Link to article at PubMed

Int J Qual Health Care. 2023 Aug 24:mzad065. doi: 10.1093/intqhc/mzad065. Online ahead of print.


BACKGROUND: Since the Institute of Medicine (IOM) published To Err is Human: Building a Safer Health System in 1999 [1], clinical handovers (or handoffs) and their relationship with the communication of patient safety have raised concerns from the public, regulatory bodies and medical practitioners [2, 3]. Protocols, guidelines, forms and mnemonic devices have been created to ensure safer clinical handovers. An initial literature search did not find a framework to describe the clinical processes and functions of each mnemonic device and its elements. The absence of a systematic framework could hinder the study across and the reusability of the established clinical handover mnemonic devices. This study aims to develop a universal framework to describe the clinical processes and functions essential to patient safety during handover.

METHODS: We queried PubMed.gov and obtained 98 articles related to clinical handovers.

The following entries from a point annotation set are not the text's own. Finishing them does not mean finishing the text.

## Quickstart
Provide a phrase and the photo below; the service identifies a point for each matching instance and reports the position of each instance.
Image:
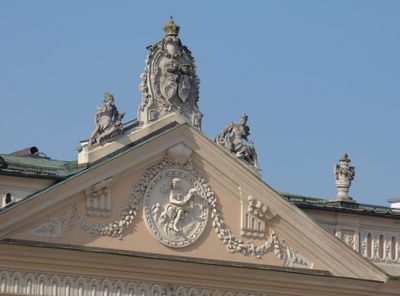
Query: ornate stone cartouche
(169, 82)
(344, 174)
(108, 122)
(234, 138)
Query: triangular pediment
(178, 194)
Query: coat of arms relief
(175, 210)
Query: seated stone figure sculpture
(232, 138)
(108, 121)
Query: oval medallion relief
(175, 208)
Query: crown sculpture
(234, 138)
(169, 81)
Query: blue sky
(317, 79)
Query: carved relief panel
(98, 199)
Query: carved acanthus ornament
(169, 81)
(234, 138)
(344, 174)
(197, 199)
(108, 122)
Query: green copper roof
(306, 202)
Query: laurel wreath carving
(118, 228)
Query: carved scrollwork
(169, 82)
(168, 169)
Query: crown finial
(171, 28)
(344, 174)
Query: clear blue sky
(317, 79)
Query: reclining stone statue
(232, 138)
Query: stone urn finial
(344, 174)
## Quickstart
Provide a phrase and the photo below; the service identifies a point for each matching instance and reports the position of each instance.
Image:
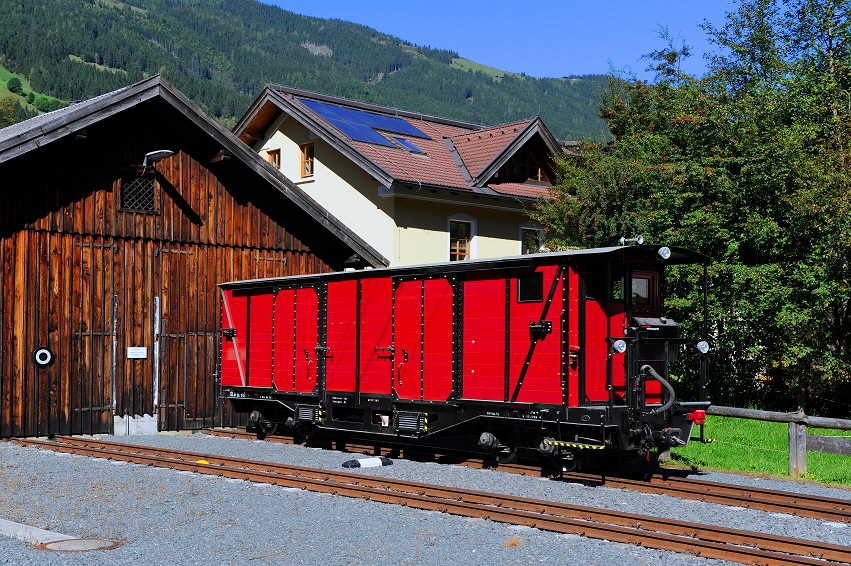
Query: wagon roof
(647, 252)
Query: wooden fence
(799, 440)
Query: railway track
(801, 505)
(664, 534)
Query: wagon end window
(645, 291)
(138, 192)
(530, 287)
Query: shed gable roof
(459, 156)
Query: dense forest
(221, 53)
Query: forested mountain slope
(220, 53)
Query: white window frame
(472, 251)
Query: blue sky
(544, 38)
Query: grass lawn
(758, 447)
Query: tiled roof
(453, 158)
(478, 149)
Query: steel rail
(761, 499)
(714, 544)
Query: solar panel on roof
(358, 122)
(360, 132)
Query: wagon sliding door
(602, 318)
(93, 309)
(296, 337)
(422, 336)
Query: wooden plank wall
(89, 281)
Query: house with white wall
(419, 189)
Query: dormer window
(408, 145)
(306, 159)
(273, 156)
(138, 192)
(522, 167)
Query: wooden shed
(119, 216)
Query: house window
(645, 291)
(273, 156)
(306, 159)
(138, 192)
(531, 241)
(522, 167)
(460, 233)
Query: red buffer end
(699, 417)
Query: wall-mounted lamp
(154, 156)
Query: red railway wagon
(562, 353)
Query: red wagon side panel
(234, 316)
(341, 361)
(542, 380)
(597, 351)
(376, 332)
(306, 339)
(574, 353)
(484, 338)
(437, 340)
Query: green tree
(7, 112)
(14, 86)
(748, 164)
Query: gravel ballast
(186, 518)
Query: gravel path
(184, 518)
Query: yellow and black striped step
(574, 445)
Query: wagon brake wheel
(265, 428)
(506, 455)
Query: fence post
(797, 449)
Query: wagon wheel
(305, 431)
(611, 462)
(506, 455)
(265, 428)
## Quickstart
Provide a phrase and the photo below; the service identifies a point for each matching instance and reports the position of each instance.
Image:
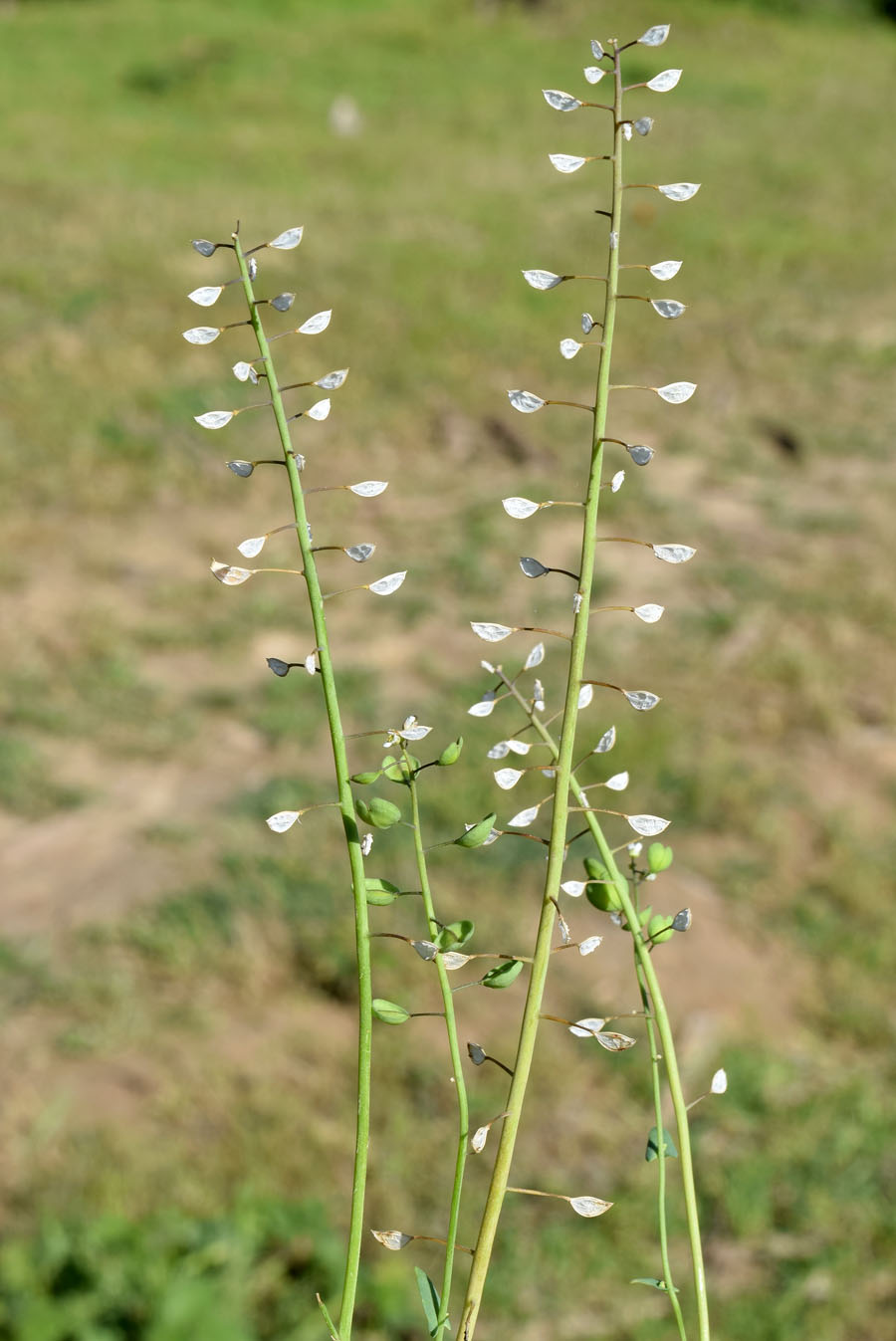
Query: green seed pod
(451, 754)
(378, 811)
(659, 857)
(479, 833)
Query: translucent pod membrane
(676, 393)
(205, 296)
(282, 821)
(560, 101)
(656, 35)
(525, 401)
(665, 81)
(567, 162)
(674, 553)
(648, 826)
(606, 742)
(679, 189)
(289, 239)
(665, 269)
(369, 488)
(385, 586)
(668, 308)
(542, 279)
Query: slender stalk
(456, 1062)
(656, 1007)
(346, 807)
(557, 846)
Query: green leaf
(455, 935)
(388, 1011)
(653, 1148)
(503, 974)
(476, 835)
(378, 811)
(659, 857)
(379, 892)
(429, 1297)
(451, 754)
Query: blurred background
(177, 982)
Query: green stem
(346, 807)
(557, 846)
(456, 1063)
(660, 1015)
(660, 1155)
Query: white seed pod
(587, 1027)
(201, 335)
(452, 959)
(332, 381)
(525, 401)
(520, 509)
(560, 101)
(679, 189)
(289, 239)
(248, 549)
(674, 553)
(668, 308)
(542, 279)
(648, 826)
(665, 269)
(616, 1042)
(282, 821)
(641, 699)
(385, 586)
(316, 324)
(213, 418)
(359, 553)
(393, 1239)
(589, 1206)
(478, 1140)
(606, 742)
(491, 632)
(567, 162)
(524, 818)
(369, 488)
(230, 575)
(665, 81)
(676, 393)
(207, 296)
(655, 37)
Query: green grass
(129, 128)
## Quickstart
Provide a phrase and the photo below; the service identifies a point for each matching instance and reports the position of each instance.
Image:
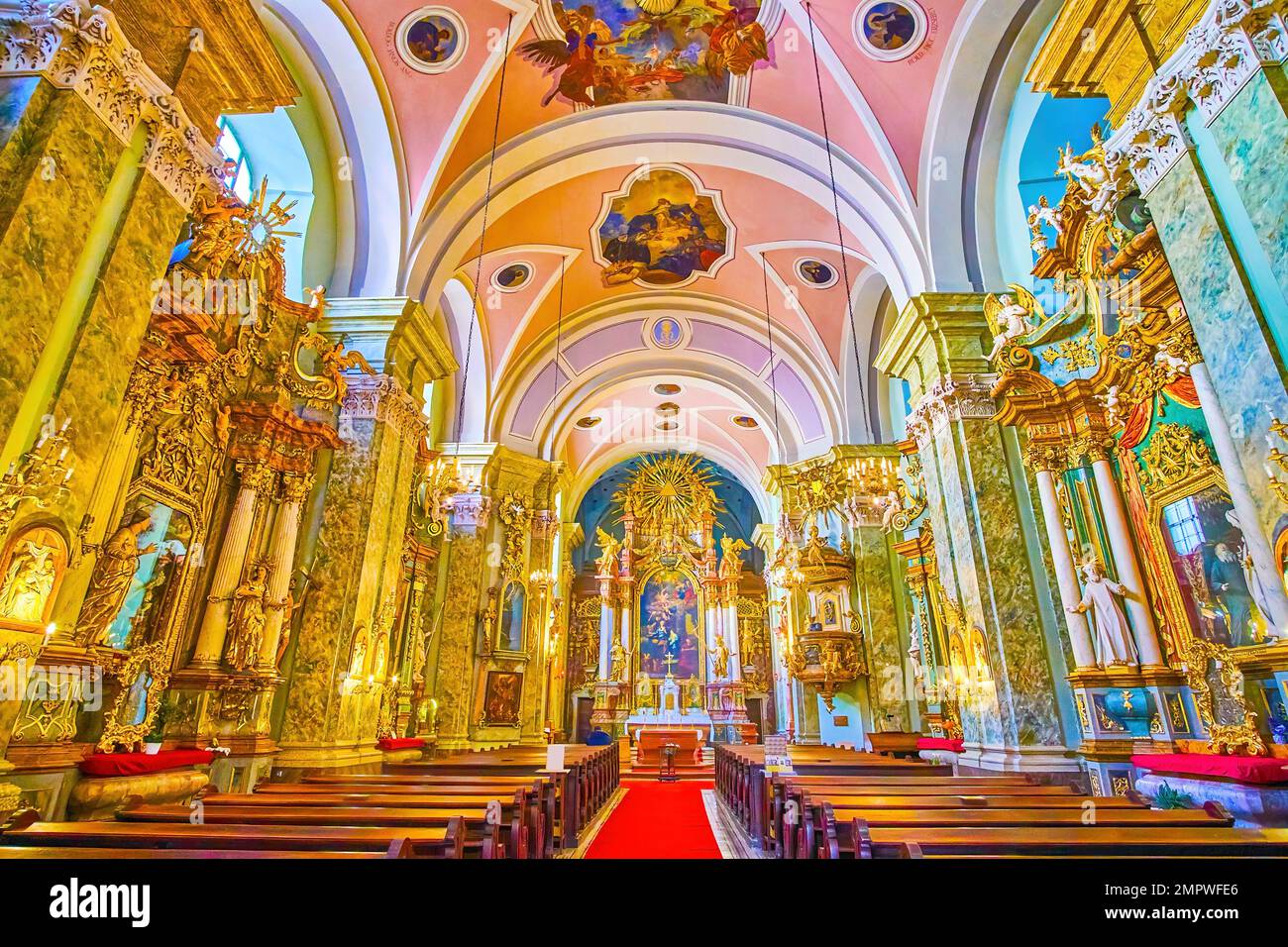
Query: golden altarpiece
(1122, 437)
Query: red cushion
(940, 744)
(140, 763)
(1258, 770)
(400, 744)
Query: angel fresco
(638, 51)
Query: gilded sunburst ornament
(670, 493)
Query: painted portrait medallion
(513, 277)
(890, 30)
(815, 273)
(432, 40)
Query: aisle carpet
(657, 819)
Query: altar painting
(670, 626)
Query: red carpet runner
(657, 819)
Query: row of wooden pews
(861, 808)
(497, 804)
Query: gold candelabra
(39, 476)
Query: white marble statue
(1112, 637)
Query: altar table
(651, 740)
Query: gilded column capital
(382, 399)
(258, 478)
(1046, 458)
(81, 48)
(1216, 59)
(952, 398)
(296, 488)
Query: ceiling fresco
(613, 52)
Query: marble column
(281, 564)
(1065, 571)
(1125, 560)
(606, 629)
(257, 480)
(1240, 496)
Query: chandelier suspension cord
(769, 324)
(773, 369)
(478, 269)
(836, 213)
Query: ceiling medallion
(432, 40)
(668, 333)
(815, 273)
(513, 277)
(661, 230)
(890, 30)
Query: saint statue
(720, 657)
(110, 585)
(248, 621)
(1112, 638)
(27, 583)
(618, 657)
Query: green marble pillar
(987, 540)
(884, 621)
(331, 705)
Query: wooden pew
(536, 822)
(1099, 841)
(439, 841)
(481, 834)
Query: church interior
(673, 429)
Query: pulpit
(651, 740)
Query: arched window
(239, 178)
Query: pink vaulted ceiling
(566, 217)
(897, 93)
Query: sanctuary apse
(389, 393)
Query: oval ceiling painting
(888, 30)
(432, 39)
(609, 52)
(662, 228)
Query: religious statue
(1112, 638)
(720, 657)
(248, 620)
(730, 557)
(618, 661)
(1010, 321)
(29, 582)
(643, 690)
(1252, 581)
(359, 661)
(890, 508)
(606, 562)
(114, 573)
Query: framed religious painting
(1210, 585)
(140, 585)
(511, 617)
(31, 570)
(501, 698)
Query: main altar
(669, 608)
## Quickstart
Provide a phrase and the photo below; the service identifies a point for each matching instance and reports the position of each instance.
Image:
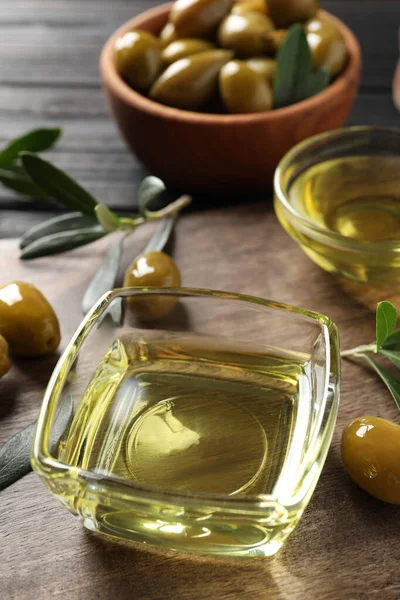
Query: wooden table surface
(347, 544)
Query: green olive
(27, 321)
(327, 45)
(241, 8)
(190, 82)
(153, 269)
(264, 66)
(197, 18)
(273, 40)
(167, 35)
(182, 48)
(243, 90)
(370, 452)
(245, 33)
(5, 363)
(286, 12)
(138, 58)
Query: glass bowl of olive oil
(338, 195)
(204, 431)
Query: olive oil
(195, 416)
(186, 417)
(355, 203)
(356, 196)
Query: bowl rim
(320, 437)
(303, 224)
(113, 81)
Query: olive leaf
(18, 181)
(150, 188)
(68, 222)
(33, 141)
(107, 273)
(315, 82)
(295, 79)
(15, 454)
(62, 241)
(391, 355)
(386, 319)
(107, 219)
(105, 278)
(391, 382)
(393, 340)
(57, 184)
(387, 344)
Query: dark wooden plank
(54, 42)
(346, 546)
(376, 26)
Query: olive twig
(387, 345)
(359, 350)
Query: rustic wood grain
(345, 547)
(49, 76)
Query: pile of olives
(28, 325)
(219, 55)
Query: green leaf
(392, 355)
(105, 277)
(150, 188)
(313, 83)
(107, 219)
(386, 319)
(392, 384)
(20, 182)
(62, 241)
(15, 454)
(293, 63)
(67, 222)
(33, 141)
(161, 237)
(58, 184)
(393, 341)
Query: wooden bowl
(204, 152)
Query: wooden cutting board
(347, 544)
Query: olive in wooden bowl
(208, 152)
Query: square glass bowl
(338, 195)
(203, 431)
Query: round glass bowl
(338, 195)
(204, 431)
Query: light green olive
(370, 452)
(182, 48)
(167, 35)
(241, 8)
(265, 66)
(138, 58)
(5, 363)
(27, 321)
(273, 40)
(190, 82)
(327, 45)
(153, 269)
(245, 33)
(197, 18)
(286, 12)
(243, 90)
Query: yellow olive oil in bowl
(338, 195)
(188, 416)
(204, 431)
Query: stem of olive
(359, 350)
(171, 209)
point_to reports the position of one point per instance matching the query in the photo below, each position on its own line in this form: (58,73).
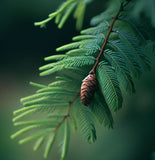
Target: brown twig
(106,39)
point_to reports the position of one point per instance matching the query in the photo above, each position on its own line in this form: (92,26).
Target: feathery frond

We examined the citing sources of the mnemonics mentioned in these articles. A total of 42 handover mnemonics with 238 elements were identified. Our review noted that there was no taxonomy to describe the clinical functions and process associated with the clinical handover mnemonic devices. We used grounded theory to address this gap and built a new taxonomy from the 42 mnemonics. A researcher read all mnemonics, developed a taxonomy for tagging clinical handover mnemonics and categorised all mnemonic elements into correct processes and functions. After that, the second researcher, a medical practitioner, examined the taxonomy and made suggested corrections for the labelled functions of all mnemonic elements. Both researchers agreed on the taxonomy and the labelled processes and functions of different mnemonic elements.

RESULTS: The taxonomy contains three processes and twenty functions in clinical handovers. Clinical processes like medical condition, medical history, medical evaluation, care plan, outstanding care/tasks/results, and patient information, as an administrative process, were widely adopted in clinical handover mnemonics. Moreover, mnemonic elements on communication manner and information validation had been identified in the list of clinical handover mnemonics.

CONCLUSION: Although we recognise challenges because of both the vast number of clinical handover scenarios and the task of placing them under a few predefined groups, our findings suggest that such a taxonomy, as developed for this study, could assist medical practitioners to devise a clinical handover mnemonic to best fit their workplace.